Vadano a lavorare, a coprire la carenza di muratori, camerieri, infermieri e badanti, invece di campare con il reddito di cittadinanza finanziato dai contribuenti. Così, in buona sostanza, l’ultima proposta dei liberali, terza forza del governo Scholz, sul punto perfettamente d’accordo con i democristiani, prontissimi a rilanciare di sponda dai banchi dell’opposizione.

«I RIFUGIATI DI GUERRA provenienti dall’Ucraina non dovrebbero più ricevere il Bürgergeld bensì rientrare nella generica norma sugli aiuti ai richiedenti asilo. In Germania registriamo un pesante deficit di lavoratori in tutti i settori, a cominciare da ristorazione, edilizia e assistenza. Smettiamo di usare il bilancio pubblico per finanziare la disoccupazione degli ucraini e non la creazione di nuovi posti di lavoro» scandisce Bijan Djir-Sarai, segretario generale di Fdp, il partito alla guida del ministero delle Finanze.

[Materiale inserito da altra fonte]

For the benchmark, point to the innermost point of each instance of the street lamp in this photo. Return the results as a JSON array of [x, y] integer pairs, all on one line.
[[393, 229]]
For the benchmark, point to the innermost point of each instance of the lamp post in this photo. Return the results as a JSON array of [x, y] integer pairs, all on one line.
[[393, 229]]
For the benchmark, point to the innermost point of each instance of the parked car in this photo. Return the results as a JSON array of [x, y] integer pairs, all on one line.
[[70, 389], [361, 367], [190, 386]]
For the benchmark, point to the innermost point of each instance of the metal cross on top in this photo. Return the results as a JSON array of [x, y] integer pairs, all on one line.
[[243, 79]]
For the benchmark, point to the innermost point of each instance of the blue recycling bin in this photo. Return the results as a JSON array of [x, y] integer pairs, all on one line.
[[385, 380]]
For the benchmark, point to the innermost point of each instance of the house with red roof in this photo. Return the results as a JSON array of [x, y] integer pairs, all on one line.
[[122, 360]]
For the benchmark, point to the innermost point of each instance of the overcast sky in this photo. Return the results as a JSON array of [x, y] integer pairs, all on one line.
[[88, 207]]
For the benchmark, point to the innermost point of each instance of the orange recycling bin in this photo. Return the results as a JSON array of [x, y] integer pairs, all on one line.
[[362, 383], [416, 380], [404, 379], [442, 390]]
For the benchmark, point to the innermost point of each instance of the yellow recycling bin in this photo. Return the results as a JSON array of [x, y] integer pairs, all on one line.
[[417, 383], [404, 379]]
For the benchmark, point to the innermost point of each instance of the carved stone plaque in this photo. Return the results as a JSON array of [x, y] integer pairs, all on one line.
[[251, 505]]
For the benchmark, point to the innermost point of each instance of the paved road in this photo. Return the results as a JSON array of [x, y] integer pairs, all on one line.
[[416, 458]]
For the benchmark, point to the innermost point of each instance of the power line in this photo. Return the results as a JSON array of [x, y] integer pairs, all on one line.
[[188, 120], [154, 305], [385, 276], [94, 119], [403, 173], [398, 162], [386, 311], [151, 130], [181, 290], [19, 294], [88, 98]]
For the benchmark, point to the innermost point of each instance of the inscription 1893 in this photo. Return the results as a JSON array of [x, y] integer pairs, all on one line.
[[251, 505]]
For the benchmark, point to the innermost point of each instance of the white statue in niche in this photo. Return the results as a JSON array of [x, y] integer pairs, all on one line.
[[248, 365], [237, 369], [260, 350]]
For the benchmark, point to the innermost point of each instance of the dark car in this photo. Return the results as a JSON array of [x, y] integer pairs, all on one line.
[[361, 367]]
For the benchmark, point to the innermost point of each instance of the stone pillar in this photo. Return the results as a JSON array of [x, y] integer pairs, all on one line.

Altro che lo storico Wir schaffen das («Ce la faremo») di Angela Merkel, disposta a spalancare il portafoglio senza se e senza ma ai milioni di rifugiati della guerra siriana del 2015. Ma anche l’esatto opposto della promessa di «sostegno totale e incondizionato in tutti i campi agli ucraini fino a fine conflitto» solennemente ribadita nell’ultima conferenza di Berlino da tutti i leader occidentali: i miliardi di euro ci sono ma solo per le armi.

LA MANNAIA destinata ad abbattersi su 1.155.581 rifugiati ucraini attualmente registrati in Germania viene formalmente respinta da Spd e Verdi, secondo cui è «sbagliato far intendere ai cittadini che il sussidio di base impedisca agli ucraini di trovarsi un’occupazione. Solo grazie al Bürgergeld i rifugiati possono accedere al nostro mercato del lavoro» ricorda Martin Rosemann, portavoce del gruppo socialdemocratico al Bundestag, perfettamente allineato alla replica dei Verdi.

La Coalizione Semaforo si è spaccata, dunque, ancora una volta, nonostante gli appelli dei leader dei tre partiti all’unità (perlomeno nelle dichiarazioni pubbliche) all’indomani della batosta elettorale subita alle Europee, mentre l’opposizione ritrova vigore sparando bordate ad alzo zero fino a fare indossare l’elmetto ai profughi.

«NON È CORRETTO dire di volere sostenere l’Ucraina nel miglior modo possibile e allo stesso tempo sussidiare gli ucraini che disertano» tuona sdegnato Michael Stübgen, ministro degli Interni del Brandeburgo (Cdu) d’accordo con il collega bavarese Joachim Herrmann (Csu) che ha già calato la carta del maxi-taglio immaginato dai liberali al centro del tavolo istituzionale. «Ne parlerò al prossimo summit dei ministri degli Interni a Potsdam. Non possiamo continuare a dire ai tedeschi che migliaia di uomini obbligati alla leva in Ucraina incassano ogni mese il nostro reddito di cittadinanza».

Al di là della strumentalità politica emerge comunque il rilevante nodo giuridico a monte della questione: secondo la legge tedesca il vantaggio esclusivo per i rifugiati ucraini, se non strettamente pro-tempore, configura un trattamento ineguale nei confronti degli altri profughi sottoposti invece alla lunga procedura per ottenere l’asilo.

È la scusa “umanitaria” perfetta per i liberali, quanto basta per distinguersi dall’«orribile» politica di Afd, paladina del taglio totale degli aiuti per qualunque straniero; ma anche per la Cdu che può così confermarsi come l’alleato più fedele del governo di Kiev impegnato per riavere indietro, in qualunque modo, almeno una parte dell’enorme massa di rifugiati all’estero che si ostinano a non voler diventare carne da macello per il fronte.